‘NFT’ named word of the year by Collins dictionary
By Robert Davis
21:02, 24 November 2021
Collins dictionary named “NFT” – an abbreviation that stands for non-fungible token – as 2021’s word of the year on Wednesday.
The dictionary said in a blog post that it chose the word because “the digital revolution continues apace, changing our culture, relationships and the way we do business,” as highlighted by the pandemic.
What are NFTs?
Collins defines an NFT as “a unique digital certificate, registered in a blockchain, that is used to record ownership of an asset such as an artwork or a collectible.”
Essentially, it is technology that records digital ownership.

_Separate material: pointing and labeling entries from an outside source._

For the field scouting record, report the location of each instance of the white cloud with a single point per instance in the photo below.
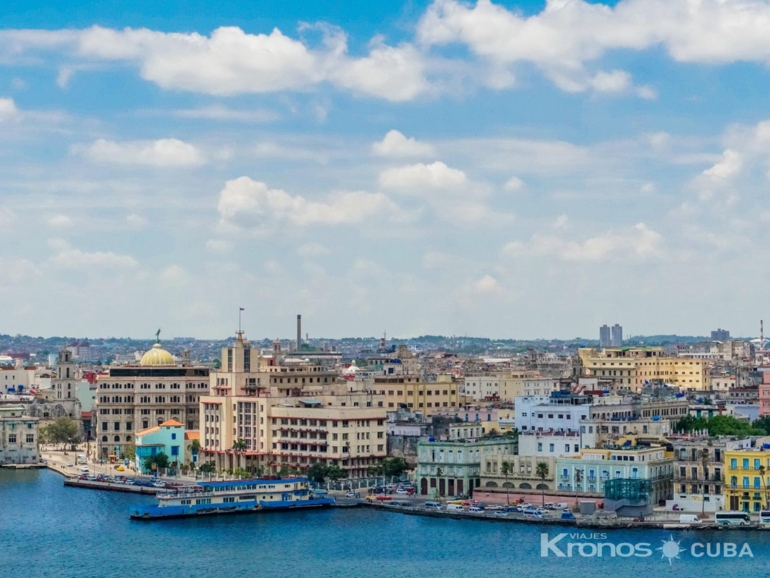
(174, 276)
(639, 242)
(230, 61)
(395, 144)
(251, 205)
(422, 178)
(309, 250)
(136, 221)
(59, 221)
(729, 166)
(218, 247)
(561, 222)
(67, 257)
(8, 110)
(488, 285)
(168, 152)
(513, 184)
(564, 37)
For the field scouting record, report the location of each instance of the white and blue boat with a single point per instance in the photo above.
(241, 496)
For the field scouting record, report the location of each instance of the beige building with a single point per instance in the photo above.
(427, 397)
(289, 415)
(18, 436)
(631, 367)
(136, 397)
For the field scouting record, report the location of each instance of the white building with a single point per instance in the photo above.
(18, 436)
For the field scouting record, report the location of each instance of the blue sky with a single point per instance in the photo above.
(516, 169)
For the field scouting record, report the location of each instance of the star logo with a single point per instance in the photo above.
(670, 549)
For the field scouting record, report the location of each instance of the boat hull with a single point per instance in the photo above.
(198, 510)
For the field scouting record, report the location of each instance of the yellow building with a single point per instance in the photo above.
(631, 367)
(424, 396)
(746, 479)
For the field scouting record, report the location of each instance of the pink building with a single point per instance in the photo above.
(764, 395)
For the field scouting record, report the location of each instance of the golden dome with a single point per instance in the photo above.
(157, 356)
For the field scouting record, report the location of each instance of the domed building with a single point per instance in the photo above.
(157, 356)
(136, 397)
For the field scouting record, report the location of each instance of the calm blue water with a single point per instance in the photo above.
(49, 530)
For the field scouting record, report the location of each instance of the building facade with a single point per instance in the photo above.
(136, 397)
(18, 436)
(449, 468)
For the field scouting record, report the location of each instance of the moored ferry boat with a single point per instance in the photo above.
(232, 497)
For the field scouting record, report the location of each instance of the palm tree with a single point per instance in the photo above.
(705, 458)
(505, 469)
(541, 471)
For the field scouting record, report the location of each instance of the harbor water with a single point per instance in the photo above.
(47, 529)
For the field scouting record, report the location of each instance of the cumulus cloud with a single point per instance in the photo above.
(67, 257)
(422, 178)
(252, 205)
(8, 110)
(488, 285)
(174, 276)
(218, 246)
(136, 221)
(231, 61)
(565, 37)
(59, 221)
(395, 144)
(639, 242)
(168, 153)
(309, 250)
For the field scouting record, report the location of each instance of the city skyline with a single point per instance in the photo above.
(383, 167)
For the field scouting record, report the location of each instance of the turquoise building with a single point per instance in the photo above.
(167, 438)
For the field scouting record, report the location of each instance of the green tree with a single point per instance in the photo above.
(64, 431)
(317, 473)
(541, 471)
(505, 469)
(160, 461)
(394, 467)
(207, 468)
(128, 451)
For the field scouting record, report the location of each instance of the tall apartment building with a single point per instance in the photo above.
(632, 368)
(66, 381)
(136, 397)
(605, 339)
(289, 414)
(18, 436)
(616, 339)
(720, 335)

While the technology now makes collectables out of everything from digital baseball cards and popular moments on Spongebob Squarepants, it initially found value in helping to sell high-dollar art online.
For example, a digital piece by artist Beeple called “The First 5000 Days” still holds the record as the most expensive NFT ever sold at $69m (£51.75m).
Analysts at Brandessence Market Research anticipate the NFT market to grow by more than 328% within the next five years.
Other words up for nomination
NFT beat out other words up for nomination like neopronoun, regencycore and cheugy, Collins said.
Neopronoun refers to a novel way of addressing someone without using their name. Conventional neopronouns include “xe,” “ze” and “ve” which replace “he,” “she” and “they.”
Regencycore refers to a specific fashion aesthetic that are inspired by Georgian themes in the television show “Bridgerton.”
Cheugy is used to cast aspersions on something now regarded as outdated.